Ujang Solihin Sidiq, Kepala Sub Direktorat Barang dan Kemasan, Direktorat Pengelolaan Sampah, KLHK mengatakan,
ritel modern perlu adaptif dan mampu mengolah sampahnya sendiri sehingga beban TPA akan berkurang.

“Bulan Desember lalu kami terbitkan Permen 75 tahun 2019 itu peta jalan pengurangan sampah, salah satunya diatur itu hotel, pusat belanja, toko modern dan pasar tradisional,” kata Sidiq bulan lalu.

Merusak Ekosistem

Sampah plastik di daratan maupun lautan kini semakin menjadi sorotan dunia internasional karena dampak negatifnya bagi lingkungan.

Di perairan Wakatobi, Sulawesi Tenggara (Sultra), Senin (19/11/2018) ditemukan seekor paus jenis Sperm wale yang terdampar. Dalam perut paus sepanjang 9,6 meter itu ditemukan sampah plastik yang jumlah cukup besar yakni sekitar 5,9 kilogram.

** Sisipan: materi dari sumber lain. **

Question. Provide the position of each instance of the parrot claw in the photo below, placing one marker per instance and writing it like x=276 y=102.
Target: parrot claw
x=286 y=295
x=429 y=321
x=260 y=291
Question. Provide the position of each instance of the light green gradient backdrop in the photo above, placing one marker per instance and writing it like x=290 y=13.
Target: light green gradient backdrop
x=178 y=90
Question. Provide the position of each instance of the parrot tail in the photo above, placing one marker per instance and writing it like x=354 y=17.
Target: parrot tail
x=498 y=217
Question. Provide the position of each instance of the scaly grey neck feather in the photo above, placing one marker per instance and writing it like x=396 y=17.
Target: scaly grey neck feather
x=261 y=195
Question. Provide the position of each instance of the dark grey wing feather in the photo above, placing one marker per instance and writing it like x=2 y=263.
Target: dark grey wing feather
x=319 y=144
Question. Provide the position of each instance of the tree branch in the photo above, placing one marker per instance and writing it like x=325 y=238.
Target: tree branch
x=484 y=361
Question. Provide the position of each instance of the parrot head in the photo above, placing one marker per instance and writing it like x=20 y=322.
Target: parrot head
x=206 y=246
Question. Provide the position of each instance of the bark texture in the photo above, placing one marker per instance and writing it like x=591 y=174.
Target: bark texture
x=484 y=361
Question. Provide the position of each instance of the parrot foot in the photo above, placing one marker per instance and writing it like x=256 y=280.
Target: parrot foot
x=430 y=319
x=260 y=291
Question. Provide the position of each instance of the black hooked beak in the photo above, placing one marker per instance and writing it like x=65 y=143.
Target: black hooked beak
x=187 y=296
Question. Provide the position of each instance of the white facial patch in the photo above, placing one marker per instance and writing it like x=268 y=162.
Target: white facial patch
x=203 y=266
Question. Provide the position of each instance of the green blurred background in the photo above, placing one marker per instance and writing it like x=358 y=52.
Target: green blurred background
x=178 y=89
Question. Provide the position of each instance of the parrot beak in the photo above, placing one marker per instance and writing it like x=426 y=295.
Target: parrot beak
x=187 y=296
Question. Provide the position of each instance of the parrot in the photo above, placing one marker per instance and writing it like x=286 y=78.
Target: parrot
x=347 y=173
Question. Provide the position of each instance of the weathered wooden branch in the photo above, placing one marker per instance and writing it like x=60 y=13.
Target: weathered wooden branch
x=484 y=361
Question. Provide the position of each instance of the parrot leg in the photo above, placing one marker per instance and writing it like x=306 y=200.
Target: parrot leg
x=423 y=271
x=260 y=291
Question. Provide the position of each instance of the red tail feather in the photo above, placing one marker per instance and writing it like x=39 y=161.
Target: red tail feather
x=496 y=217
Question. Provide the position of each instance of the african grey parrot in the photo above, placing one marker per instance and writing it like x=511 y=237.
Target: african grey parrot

Selain di Wakatobi, sampah plastik juga membunuh tiga penyu di Pulau Pari, Kabupaten Kepulauan Seribu. Penyu jenis sisik tersebut mati akibat sampah plastik dan minyak mentah.

Sampah Jadi BBM

Dalam upaya mengurangi penumpukan sampah plastik di Kota Serang, Banten Kelompok kerja bank sampah, mengolah limbah plastik menjadi BBM .

Proses pembuatannya, sampah plastik dibakar dengan 2 alat tangki yang sudah di desain selama kurang dari 2 jam. Hasil dari pengelolaan ini terbagi menjadi tiga macam jenis BBM yaitu 50 persen solar, 25 persen minyak tanah dan sisanya bensin.

Ketua Pokja bank sampah genpilar Lukman Hakim mengatakan, Sampah plastik 100 kilo dapat menghasilkan 10 liter BBM. Dan penemuannya ini merupakan upaya masyarakat untuk mengurangi limbah plastik.

“Sebagai anak muda melihat sampah di kampung kita itu resah, makanya kita setuju bersama teman-teman pengurus bank sampah. Kita baca-baca dan lihat YouTube cara mengelola sampah plastik menjadi BBM,” katanya, kepada Merdeka, (Fauzan/Red).